How does it happen? How does a perfectly organized storage room decay into a cavern of chaos? After spending all of last Saturday cleaning out our storage room, I have been pondering this question not only as it pertains to my material world, but also as it pertains to my mental/emotional/spiritual world. For I do believe it is possible to have cluttered emotions and a cluttered mind; but, I also believe that peace, joy, and contentment reign when my heart and home are submitted and committed to a life of simplicity. I struggle with how to get there.
I feel like I work hard to keep our life simple. I am not a collector. I regularly donate clothing and household items to Goodwill. I have very few keepsakes. I do my best to take care of the things that have been entrusted to me. And yet...
...this happens. I realize it didn't "just happen" on its own, but the making of the whole disaster felt rather effortless on my part. I mean, I certainly did not
work to create such a mess! Here is evidence that the law of entropy that we all learned about in seventh grade chemistry is still in effect. All things tend towards disorder. My storage room is clearly scientific proof!
I believe that the law of entropy is a result of the fall of man. We live in a world that is doomed to decay, and our only hope is the grace of God. Through that grace we have the power to swim upstream against the strong current of entropy--but it will not happen effortlessly. Believe me, I've tried the route of least resistance. It leads to something that looks like thermonuclear fall out.
I am considering anew what the fight against entropy entails, and how I might better engage in it, and here is where my thoughts have taken me:
First, I need to slay my inner sloth! The path of laziness is a tempting trail for me. Most messes do not start out as enormous entities. They begin with little piles here, a few stray items there, and the unwillingness to take the extra steps that would be required to return said things to their proper place. Doing nothing appears to be the easy way--but that is a MYTH! I wonder how much time I waste shuffling things around to avoid the itty bitty bit of extra effort it would take to put them away. Why oh why do I do it? I'm lazy. Not always, but sometimes. And sometimes is often enough for entropy to make significant progress in my house.
Do you think that there is a spiritual application of this concept? Is it possible to be spiritually lazy? Oh yes, I think it is. God gives clear commands in His Word, but I shuffle those commands around to avoid the extra steps that would be required for total obedience. I tithe 8%, because, you know, it comes to a nice even number. I overlook my own pride issues, because, you know, it would mean having to deal with insecurities to face them. I skip out on service opportunities, because, you know, it would mean having to die to myself to serve others. Yes, spiritual laziness is definitely a factor.
Second, I need to submit to structure! I have a system for keeping house, but I have recently neglected that system in favor of more fun and exciting endeavors.
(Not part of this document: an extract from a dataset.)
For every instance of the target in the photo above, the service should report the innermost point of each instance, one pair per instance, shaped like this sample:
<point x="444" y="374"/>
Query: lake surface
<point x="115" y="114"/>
"Can you do lunch on Thursday?"
"Sure," I say, "That sounds great!"
I completely ignore the fact that if I DON'T clean house on Thursday there will be no other time for me to do it until the following Thursday. And I fall prey to the deception that says structure limits my life. Structure is very freeing when applied appropriately to life. When I regularly clean my house on Thursdays, I keep entropy at bay and enjoy my time at home for the whole rest of the week. When I skip cleaning on Thursdays then I spend most of my time at home agonizing over the horrendous state of our abode and feeling guilty that I have done nothing about it.
Is there a place for structure in my spiritual life? Oh, but there is! God is clear about issues of order: Seek FIRST the kingdom of God and His righteousness. Unfortunately, most days I seek coffee, the daily news, and a hot shower first. Casting literalism aside, I also tend to seek my will, my desires, and my best first. I get my priorities out of order because I rebel against structure...even the structures that God put into place to build strength and effectiveness into my life. When I neglect to put God and His kingdom first in my life, I spend my days agonizing over the horrendous state of my heart and feeling guilty that I have forsaken my first love. His structure exists for my own good, and I am blessed when I submit to it.
Because of God's grace, a fresh start is always available to me. Entropy is not my master. God promises to bring beauty from ashes, even when the ashes are the result of my own laziness or an unwillingness to submit to His structure in my life. When I get it right, God is good. When I get it wrong, God is good. I can neither impress nor disappoint Him. I can only receive His love, and live my life as a grateful response for His goodness and grace. After all, my whole life, apart from Jesus, is a messy storage room cluttered to the point of total uselessness. I am entropy personified, save this one fact: He saved me. Now my life is ordered by the hands of a God who not only cleanses me from messes that are entirely mine in the making. He also restores me so that I can be used for His eternal purposes. Oh the joy of being His!